To investigate the properties of the R6 promoter in apple, we transformed ‘Royal Gala’ (green leaves and white flesh) with MYB10 driven by the R6 promoter. While the R1 promoter is found in ‘Royal Gala,’ R6 is not (Figure 2). We have already shown that when ‘Royal Gala’ was transformed with 35S:MYB10, red callus is produced and regenerates to produce red plants (Espley et al., 2007). We observed a similar callus phenotype when ‘Royal Gala’ is transformed with R6:MYB10, with bright red areas on regenerating callus (Figure 3B), while no pigmentation was seen on regenerating apple callus transformed with R1:MYB10. Similarly, callus transformed with an empty vector cassette showed no pigmentation. To further study the development of the ‘Royal Gala’ R6:MYB10 transgenic lines, transformed plantlets were micrografted onto ‘M9’ rootstock, adapted from a previously described protocol (Lane et al., 2003). The grafted plants remained highly pigmented (Figure 3C), with a phenotype similar to the red foliaged, red-fleshed variety Malus × domestica ‘Red Field’ OP and to the previously described 35S:MYB10 transgenic lines (Espley et al., 2007) (Figure 3D). These results strongly suggest that the R6 promoter allele is responsible for the increased accumulation of anthocyanins in red-fleshed apple types.

Autoregulation of the MYB10 Promoter in the Dual Luciferase Transient Tobacco Assay

One possible result of the minisatellite insertion within the promoter of MYB10 is an increase in the basal activity of the promoter. A dual luciferase assay was used to quantify the activity of the two versions of the MYB10 promoter. R1 and R6 promoter sequences were fused to LUCIFERASE (LUC) and transactivation of the LUC gene measured relative to 35S:RENILLA (REN) by measurement of luminescence after transient expression in Nicotiana benthamiana.
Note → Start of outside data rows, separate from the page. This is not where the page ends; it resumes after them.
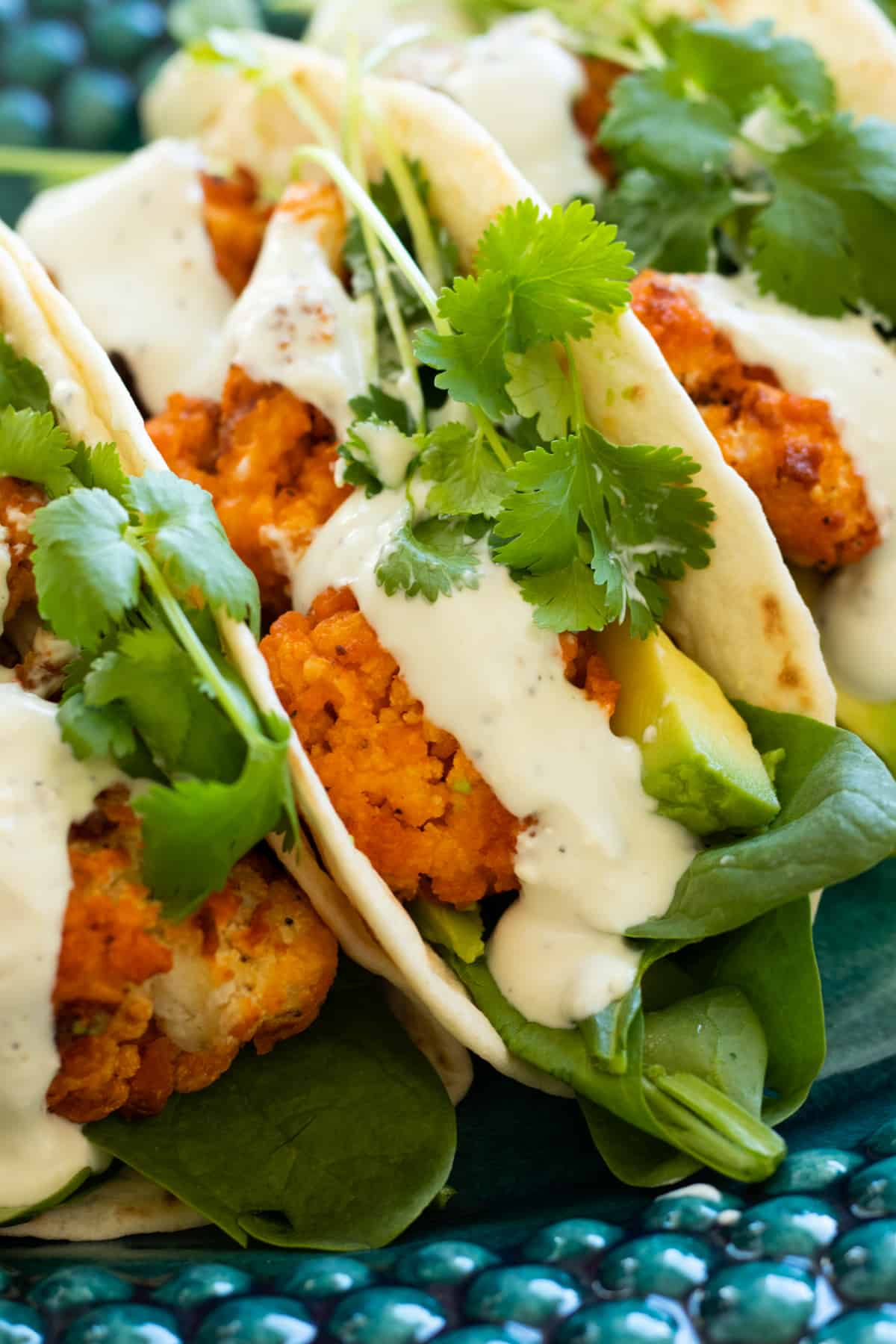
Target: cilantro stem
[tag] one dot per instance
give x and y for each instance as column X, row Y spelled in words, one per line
column 575, row 382
column 492, row 437
column 193, row 645
column 410, row 201
column 349, row 186
column 301, row 107
column 54, row 164
column 355, row 156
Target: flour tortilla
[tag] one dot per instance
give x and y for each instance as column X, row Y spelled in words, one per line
column 93, row 405
column 742, row 618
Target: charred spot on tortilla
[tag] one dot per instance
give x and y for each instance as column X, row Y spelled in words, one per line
column 773, row 621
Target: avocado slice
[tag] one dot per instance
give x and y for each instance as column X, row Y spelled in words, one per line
column 697, row 757
column 874, row 722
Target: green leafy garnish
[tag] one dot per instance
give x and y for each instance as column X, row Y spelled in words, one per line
column 385, row 198
column 131, row 571
column 470, row 479
column 538, row 279
column 351, row 1133
column 430, row 558
column 739, row 132
column 34, row 448
column 630, row 514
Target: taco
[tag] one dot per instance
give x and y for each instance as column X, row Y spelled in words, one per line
column 724, row 144
column 159, row 969
column 561, row 726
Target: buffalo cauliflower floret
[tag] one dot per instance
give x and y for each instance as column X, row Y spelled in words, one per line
column 408, row 793
column 267, row 461
column 146, row 1007
column 785, row 447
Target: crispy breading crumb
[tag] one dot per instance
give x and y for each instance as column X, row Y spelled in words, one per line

The R1 and R6 promoters showed little difference in activity, as determined by the ratio of luminescence produced by MYB10-promoter-LUC to 35S-REN (Figure 4A). However, when 35S:MYB10 was coinfiltrated with MYB10-promoter-LUC constructs, it transactivated the promoters. When 35S:MYB10 was coinfiltrated with R1:LUC, there was a slight elevation in transactivation (Figure 4A), while 35S:MYB10 transactivated R6:LUC >30-fold compared with background promoter activity. There was a sevenfold increase in the effect of 35S:MYB10 on R6:LUC compared with R1:LUC (0.696 ± se 0.02 compared with 0.098 ± se 0.001) (Figure 4A). This level of transactivation suggests that the presence of the repeat motifs in R6:LUC act as an enhancer of MYB10-induced transcription, resulting in the elevated LUC levels.

Figure 4.
Interaction of Native Apple Promoters and MYB10 in a Dual Luciferase Transient Tobacco Assay.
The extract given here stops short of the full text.